Testosterone is the male sex hormone which is also produces in small amounts by the ovaries in women and replacement therapy can help restore sex drive. It’s not currently licensed for use in women, although it can be prescribed by a doctor if they think it might help.
In addition to these symptoms the lack of oestrogen in women with an early or premature menopause is associated with an increased risk of cardiovascular disease, stroke, dementia, osteoporosis and death from all causes unless hormone replacement is given.
Hormone replacement therapy (HRT)
The main component of HRT is oestrogen which treats the menopausal symptoms especially hot flushes, night sweats, vaginal dryness and prevents osteoporosis.
For women who have not had a hysterectomy HRT treatment will also include progesterone to prevent thickening of the lining of the womb, known as endometrial hyperplasia which can also lead to endometrial cancer.
About ten years ago several large studies suggested there was an increased risk of breast cancer and cardiovascular disease and there was a marked reduction in the number of women prescribed HRT. Many of these studies included women aged 50-70 years old and the results do not reflect the use of HRT in women under 50 years.
Risk of breast cancer
In the general population, women who take combined HRT (oestrogen and progesterone) for more than five years are advised that their risk of breast cancer is 1.5 – 2.5 times greater but that when they discontinue treatment the risk will slowly reduce.

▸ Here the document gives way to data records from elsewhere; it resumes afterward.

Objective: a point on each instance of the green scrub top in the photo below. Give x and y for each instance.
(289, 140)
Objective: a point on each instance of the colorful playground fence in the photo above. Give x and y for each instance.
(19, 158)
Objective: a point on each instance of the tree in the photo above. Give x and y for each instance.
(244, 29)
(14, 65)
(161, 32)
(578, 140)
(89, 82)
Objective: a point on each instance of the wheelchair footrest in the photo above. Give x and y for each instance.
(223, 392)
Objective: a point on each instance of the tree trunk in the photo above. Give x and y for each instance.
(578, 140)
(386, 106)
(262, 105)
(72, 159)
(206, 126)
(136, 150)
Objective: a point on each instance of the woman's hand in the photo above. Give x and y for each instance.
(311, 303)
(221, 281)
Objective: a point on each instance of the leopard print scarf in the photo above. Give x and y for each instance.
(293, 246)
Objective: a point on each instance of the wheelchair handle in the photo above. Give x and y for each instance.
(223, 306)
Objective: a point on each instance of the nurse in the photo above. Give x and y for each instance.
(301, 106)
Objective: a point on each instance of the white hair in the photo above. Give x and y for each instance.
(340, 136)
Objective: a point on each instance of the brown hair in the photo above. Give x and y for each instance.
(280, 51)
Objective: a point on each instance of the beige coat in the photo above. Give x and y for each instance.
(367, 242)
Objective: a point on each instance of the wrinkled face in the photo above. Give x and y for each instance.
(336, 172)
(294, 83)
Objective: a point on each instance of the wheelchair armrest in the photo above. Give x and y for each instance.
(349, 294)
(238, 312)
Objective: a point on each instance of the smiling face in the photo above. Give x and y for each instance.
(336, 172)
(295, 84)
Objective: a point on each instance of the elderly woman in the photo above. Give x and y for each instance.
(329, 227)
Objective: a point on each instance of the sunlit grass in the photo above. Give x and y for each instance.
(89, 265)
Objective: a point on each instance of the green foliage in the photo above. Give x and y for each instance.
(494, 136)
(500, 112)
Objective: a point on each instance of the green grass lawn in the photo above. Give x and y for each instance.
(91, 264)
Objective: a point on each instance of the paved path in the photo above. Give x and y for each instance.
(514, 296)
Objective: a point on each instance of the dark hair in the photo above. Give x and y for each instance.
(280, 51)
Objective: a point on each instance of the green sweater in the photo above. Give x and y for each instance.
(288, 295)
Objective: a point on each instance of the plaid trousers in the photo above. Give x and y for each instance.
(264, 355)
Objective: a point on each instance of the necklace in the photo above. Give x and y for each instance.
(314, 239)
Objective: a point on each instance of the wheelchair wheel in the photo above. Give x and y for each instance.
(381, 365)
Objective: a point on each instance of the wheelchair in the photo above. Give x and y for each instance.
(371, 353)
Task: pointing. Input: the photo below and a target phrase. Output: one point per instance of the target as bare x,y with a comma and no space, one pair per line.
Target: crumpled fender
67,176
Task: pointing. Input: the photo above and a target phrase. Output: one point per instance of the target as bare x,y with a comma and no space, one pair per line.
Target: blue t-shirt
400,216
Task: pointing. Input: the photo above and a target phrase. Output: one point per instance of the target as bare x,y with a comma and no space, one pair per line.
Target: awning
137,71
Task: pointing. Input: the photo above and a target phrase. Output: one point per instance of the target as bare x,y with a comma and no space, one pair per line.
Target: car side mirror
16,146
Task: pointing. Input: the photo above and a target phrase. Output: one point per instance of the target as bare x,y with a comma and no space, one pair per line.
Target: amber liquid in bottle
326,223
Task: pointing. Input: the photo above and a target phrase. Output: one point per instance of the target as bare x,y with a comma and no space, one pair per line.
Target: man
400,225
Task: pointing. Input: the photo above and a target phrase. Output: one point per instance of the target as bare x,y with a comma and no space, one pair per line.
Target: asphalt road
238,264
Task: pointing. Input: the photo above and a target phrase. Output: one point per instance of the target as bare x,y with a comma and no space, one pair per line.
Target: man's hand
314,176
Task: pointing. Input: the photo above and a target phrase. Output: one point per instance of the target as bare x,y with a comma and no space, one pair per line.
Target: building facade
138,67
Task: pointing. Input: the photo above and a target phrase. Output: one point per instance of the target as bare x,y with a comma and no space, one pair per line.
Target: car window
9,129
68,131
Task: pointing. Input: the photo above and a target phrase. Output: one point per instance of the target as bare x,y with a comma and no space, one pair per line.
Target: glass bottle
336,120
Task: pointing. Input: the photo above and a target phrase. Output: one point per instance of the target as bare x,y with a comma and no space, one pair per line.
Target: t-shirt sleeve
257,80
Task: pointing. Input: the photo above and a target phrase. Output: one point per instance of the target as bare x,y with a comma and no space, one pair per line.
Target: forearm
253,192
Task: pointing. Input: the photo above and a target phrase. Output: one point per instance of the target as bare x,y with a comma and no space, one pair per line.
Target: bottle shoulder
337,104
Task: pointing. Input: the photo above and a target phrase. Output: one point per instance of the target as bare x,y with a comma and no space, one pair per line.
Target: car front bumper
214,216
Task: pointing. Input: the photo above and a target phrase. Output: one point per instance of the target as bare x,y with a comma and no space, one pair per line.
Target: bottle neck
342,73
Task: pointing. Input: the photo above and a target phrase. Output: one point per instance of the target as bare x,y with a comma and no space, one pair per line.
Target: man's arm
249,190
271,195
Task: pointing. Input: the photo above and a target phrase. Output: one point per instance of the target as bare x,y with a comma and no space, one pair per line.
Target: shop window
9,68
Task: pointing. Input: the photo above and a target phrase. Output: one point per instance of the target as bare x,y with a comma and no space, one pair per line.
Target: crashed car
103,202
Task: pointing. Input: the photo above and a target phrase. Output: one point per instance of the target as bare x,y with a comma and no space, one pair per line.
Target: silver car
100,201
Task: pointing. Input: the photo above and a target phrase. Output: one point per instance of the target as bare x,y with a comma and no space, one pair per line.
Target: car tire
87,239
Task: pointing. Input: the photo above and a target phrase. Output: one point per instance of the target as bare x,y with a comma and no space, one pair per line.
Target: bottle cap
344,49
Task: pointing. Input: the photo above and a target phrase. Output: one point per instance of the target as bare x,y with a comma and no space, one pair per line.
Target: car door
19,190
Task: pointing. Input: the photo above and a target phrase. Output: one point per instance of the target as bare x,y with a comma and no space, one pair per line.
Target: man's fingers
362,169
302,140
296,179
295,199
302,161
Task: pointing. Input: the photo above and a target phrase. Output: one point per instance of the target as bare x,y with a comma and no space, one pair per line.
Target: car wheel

The good news is that for women who have had a hysterectomy and therefore only require oestrogen replacement there is no increased risk of breast cancer. For this reason, women who have a BRCA mutation and have no plans to have bilateral risk reducing mastectomies should consider having a hysterectomy at the time of their BSO.
HRT after breast cancer
For women with a past history of breast cancer HRT may not be suitable. HRT cannot be taken by women taking treatment such as tamoxifen or anastrazole for an oestrogen receptor positive breast cancer. If you are experiencing severe menopausal symptoms that do not respond to non-hormonal management it is worthwhile discussing your risk-benefit balance with doctors at the BRCA or HRT clinic. For women who have had a triple negative breast cancer, HRT can be considered but it may be recommended to delay starting treatment for at least two years after diagnosis and after the woman has had bilateral mastectomies.
Vaginal oestrogen is suitable for all women with a history of breast cancer even during treatment.